An influential Shi'a politician says he only supports the direct election of a provisional Iraqi government and insists the Sh'ia should have a major role in a future democratic Iraq.
Al-Najaf, Iraq; 26 November 2003 (RFE/RL) -- Sheikh Ayatollah Muhammad Al-Yaqubi is one of the leaders of the influential Shi'a organization called Al-Hawzah Al-Ilmia, headed by Ayatollah Ali al-Sistani. Al-Hawzah -- based in Al-Najaf -- is an international network of Shi'a universities. Its elders are regarded as the final authority on religious and political matters for Shi'a worldwide.
Al-Yaqubi says Al-Hawzah fully supports the idea of putting in place a provisional Iraqi government but says the plan agreed on by the U.S. and the Iraqi Governing Council is faulty. As part of that plan, provincial caucuses are expected to choose a transitional assembly by the end of May. The transitional assembly would elect a sovereign government by the end of June.
Al-Yaqubi says Al-Hawzah does not support a provisional government that is appointed or selected. He says there are no reasons why the provisional bodies should not be directly elected. He notes that some 80 percent of the country is stable.
"Probably 80 percent of Iraq is stable, and we can go ahead with the elections with the agreement of the Ministry of Planning and the Ministry of Education, as we had it in the past," Al-Yaqubi said.
He says polling stations could be established at schools. The balloting would be supervised by teachers and other members of local communities.
"We are organizing more difficult and sophisticated things, for example pilgrimages to Najaf," Al-Yaqubi says. "On the other hand, even in the United States of America, they never have 100 percent participation."
He says the agreed plan will not be successful because many local councils are in the hands of previously unknown officials who wield little authority:
"For example, in Al-Najaf city.
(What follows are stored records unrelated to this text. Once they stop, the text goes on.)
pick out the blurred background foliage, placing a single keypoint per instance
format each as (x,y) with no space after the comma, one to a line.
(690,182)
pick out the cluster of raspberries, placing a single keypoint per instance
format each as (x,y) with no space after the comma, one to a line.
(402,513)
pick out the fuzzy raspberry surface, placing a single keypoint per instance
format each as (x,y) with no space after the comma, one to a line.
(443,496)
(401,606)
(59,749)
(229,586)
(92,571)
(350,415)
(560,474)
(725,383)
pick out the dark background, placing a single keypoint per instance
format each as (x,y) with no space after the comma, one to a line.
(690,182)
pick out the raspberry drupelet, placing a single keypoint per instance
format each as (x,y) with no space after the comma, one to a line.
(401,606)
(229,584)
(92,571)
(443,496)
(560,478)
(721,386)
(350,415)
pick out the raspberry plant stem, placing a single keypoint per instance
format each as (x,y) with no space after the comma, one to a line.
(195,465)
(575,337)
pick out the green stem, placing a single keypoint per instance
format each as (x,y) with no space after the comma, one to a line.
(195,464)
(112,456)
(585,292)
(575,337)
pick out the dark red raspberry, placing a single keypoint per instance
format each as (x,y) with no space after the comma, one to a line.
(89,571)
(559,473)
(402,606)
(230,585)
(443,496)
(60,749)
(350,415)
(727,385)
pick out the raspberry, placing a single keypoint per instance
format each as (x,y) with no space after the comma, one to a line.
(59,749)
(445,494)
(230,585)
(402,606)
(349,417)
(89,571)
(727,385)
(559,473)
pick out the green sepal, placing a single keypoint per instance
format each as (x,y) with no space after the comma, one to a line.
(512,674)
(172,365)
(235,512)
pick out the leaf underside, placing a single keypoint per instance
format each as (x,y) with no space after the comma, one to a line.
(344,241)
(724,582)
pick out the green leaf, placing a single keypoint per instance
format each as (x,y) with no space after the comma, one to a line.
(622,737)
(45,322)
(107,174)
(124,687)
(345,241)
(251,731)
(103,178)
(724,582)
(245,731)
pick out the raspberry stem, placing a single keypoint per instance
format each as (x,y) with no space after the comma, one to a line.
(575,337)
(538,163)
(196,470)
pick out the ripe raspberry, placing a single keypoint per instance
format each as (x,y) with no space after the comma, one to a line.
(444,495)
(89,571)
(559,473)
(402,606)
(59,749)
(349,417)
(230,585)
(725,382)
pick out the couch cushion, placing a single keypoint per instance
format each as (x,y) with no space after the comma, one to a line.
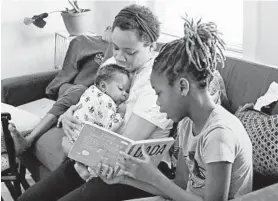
(246,81)
(48,148)
(24,121)
(38,107)
(263,132)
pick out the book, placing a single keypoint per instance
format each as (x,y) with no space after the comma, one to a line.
(96,144)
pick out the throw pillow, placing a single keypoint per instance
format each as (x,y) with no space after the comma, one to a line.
(263,132)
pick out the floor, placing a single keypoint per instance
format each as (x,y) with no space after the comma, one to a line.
(5,192)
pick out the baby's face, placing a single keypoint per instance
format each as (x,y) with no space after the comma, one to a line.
(118,88)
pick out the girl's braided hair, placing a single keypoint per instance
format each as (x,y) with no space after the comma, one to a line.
(196,54)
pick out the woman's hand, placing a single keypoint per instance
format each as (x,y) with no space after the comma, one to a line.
(82,170)
(71,125)
(66,144)
(140,169)
(107,174)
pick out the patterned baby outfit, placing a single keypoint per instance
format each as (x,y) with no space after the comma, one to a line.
(98,108)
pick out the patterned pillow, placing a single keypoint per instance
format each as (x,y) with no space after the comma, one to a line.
(263,132)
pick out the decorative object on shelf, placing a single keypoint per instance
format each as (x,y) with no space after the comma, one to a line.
(76,20)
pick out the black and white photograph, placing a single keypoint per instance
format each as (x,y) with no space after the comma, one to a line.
(139,100)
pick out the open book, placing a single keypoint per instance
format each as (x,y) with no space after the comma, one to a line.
(96,144)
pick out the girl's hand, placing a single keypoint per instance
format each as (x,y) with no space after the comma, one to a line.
(106,173)
(140,169)
(71,125)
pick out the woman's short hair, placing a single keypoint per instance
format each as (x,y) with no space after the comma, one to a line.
(197,54)
(129,22)
(106,73)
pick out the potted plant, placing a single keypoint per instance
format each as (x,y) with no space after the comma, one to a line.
(76,19)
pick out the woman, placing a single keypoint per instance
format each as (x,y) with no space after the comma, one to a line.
(134,32)
(215,158)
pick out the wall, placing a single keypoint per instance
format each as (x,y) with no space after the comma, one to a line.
(28,49)
(260,31)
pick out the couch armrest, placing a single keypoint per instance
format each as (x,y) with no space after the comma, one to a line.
(23,89)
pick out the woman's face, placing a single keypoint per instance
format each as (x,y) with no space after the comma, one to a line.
(128,50)
(169,98)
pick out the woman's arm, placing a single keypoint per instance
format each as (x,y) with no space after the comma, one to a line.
(138,128)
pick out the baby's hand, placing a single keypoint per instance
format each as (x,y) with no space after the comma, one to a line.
(122,109)
(117,123)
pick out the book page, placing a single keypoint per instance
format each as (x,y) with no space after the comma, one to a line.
(95,145)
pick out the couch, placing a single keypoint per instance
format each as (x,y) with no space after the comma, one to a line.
(245,82)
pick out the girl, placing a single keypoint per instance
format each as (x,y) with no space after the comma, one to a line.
(215,157)
(134,33)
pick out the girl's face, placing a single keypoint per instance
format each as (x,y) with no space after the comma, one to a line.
(171,99)
(128,50)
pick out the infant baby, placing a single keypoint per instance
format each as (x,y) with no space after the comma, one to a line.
(102,103)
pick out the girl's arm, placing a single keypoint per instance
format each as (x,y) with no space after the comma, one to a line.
(144,186)
(218,177)
(216,188)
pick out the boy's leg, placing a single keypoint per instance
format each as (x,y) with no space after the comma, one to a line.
(96,189)
(60,182)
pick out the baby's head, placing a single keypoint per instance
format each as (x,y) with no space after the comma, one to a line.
(114,81)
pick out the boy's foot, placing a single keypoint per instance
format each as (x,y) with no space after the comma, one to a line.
(20,143)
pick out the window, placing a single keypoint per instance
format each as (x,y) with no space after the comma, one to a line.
(228,15)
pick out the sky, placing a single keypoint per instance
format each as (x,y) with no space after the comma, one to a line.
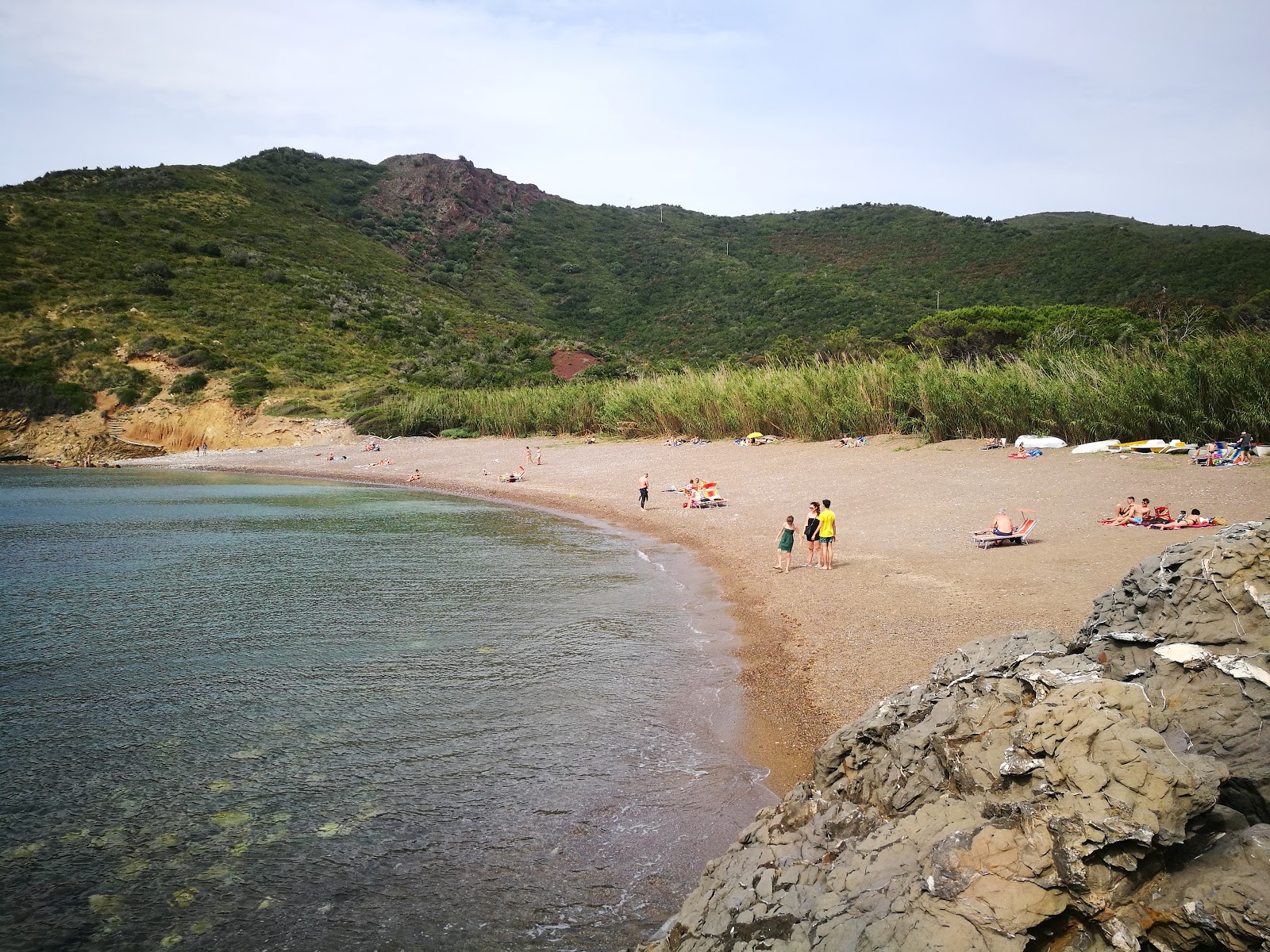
(1157,109)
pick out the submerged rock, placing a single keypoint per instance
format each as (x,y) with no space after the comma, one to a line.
(1105,791)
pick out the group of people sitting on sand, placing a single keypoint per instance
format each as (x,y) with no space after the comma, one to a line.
(1223,454)
(702,494)
(1132,512)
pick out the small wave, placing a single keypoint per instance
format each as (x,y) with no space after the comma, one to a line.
(660,568)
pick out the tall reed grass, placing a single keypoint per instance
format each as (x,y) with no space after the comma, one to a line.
(1204,389)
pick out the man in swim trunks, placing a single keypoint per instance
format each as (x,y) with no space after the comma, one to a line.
(1136,514)
(1003,524)
(827,520)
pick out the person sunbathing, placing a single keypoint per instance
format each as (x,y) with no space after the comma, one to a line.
(1001,526)
(1136,516)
I don't know what is the situation in other councils, how they were formed in other places, but the town council in Najaf was formed in a very unknown way," Al-Yaqubi said.
Al-Yaqubi says a provisional government that is not directly elected will face the same problems as the Iraqi Governing Council.
"Then we will come back to the same problem that exists in the Governing Council -- namely, how the Governing Council was formed," he says. "After several months, we have discovered that the Governing Council needs to be improved. A provisional government is likely to be in power for two years, and we do not need to discover after some short period of time that it [lacks legitimacy]."
Direct elections in Iraq -- whenever they occur -- are likely to give much more power to the Shi'a than they have ever enjoyed. Shi'a Arabs make up more than 60 percent of Iraq's population, but the Sunni minority has always ruled the country. Under the plan agreed to by the Governing Council, a fully democratic government is expected to be in place in Iraq by the end of 2005.
Al-Yaqubi says Shi'a rule in Iraq would be the rule of the majority and that there is nothing for either the Arab world or the West to fear.
"If the Shi'a are the majority, what's wrong with that?" says Al-Yaqubi. He continues: "I don't know why they are scared that a Shi'a government will be like the one in Iran. No, [elections] won't lead to that because we will have a parliamentary government, but not the vilayat al-faqikh [the rule of a senior cleric] practiced in Iran."
"I don't know why there is some sensitivity about this in the Arab world, why they are annoyed by the Shi'a having their own government," says Al-Yaqubi.
Al-Yaqubi says Al-Hawzah opposes a weak federal state consisting of Kurdish, Shi'a, and Sunni entities.
"From a political point of view," he says, "we support a strong central government without autonomous governments. Any talk of federalism will lead to a division of Iraq."
Commenting on reports that U.S. troops might stay in Iraq even after the country's sovereignty is fully restored, Al-Yaqubi says: "It is expected that the coalition forces will stay in Iraq. They won't pull out. They didn't come all this way just for Iraqi democracy. They have some interests here. But with God's help, with dialogue, after we have a constitutional government in place, we will resolve these issues."
However, Al-Yaqubi says the U.S. should respect Shi'a interests and the role of the Shi'a in the country. Otherwise, he says, the U.S. could encounter an uprising: "The Shi'a are calm because they hope they will have their rights [guaranteed] peacefully in a dialogue. But if they feel something is wrong, maybe they will have another say in it."
Al-Yaqubi says the people could rise up against the coalition without a specific fatwa, or religious ruling, if they feel they have been deceived.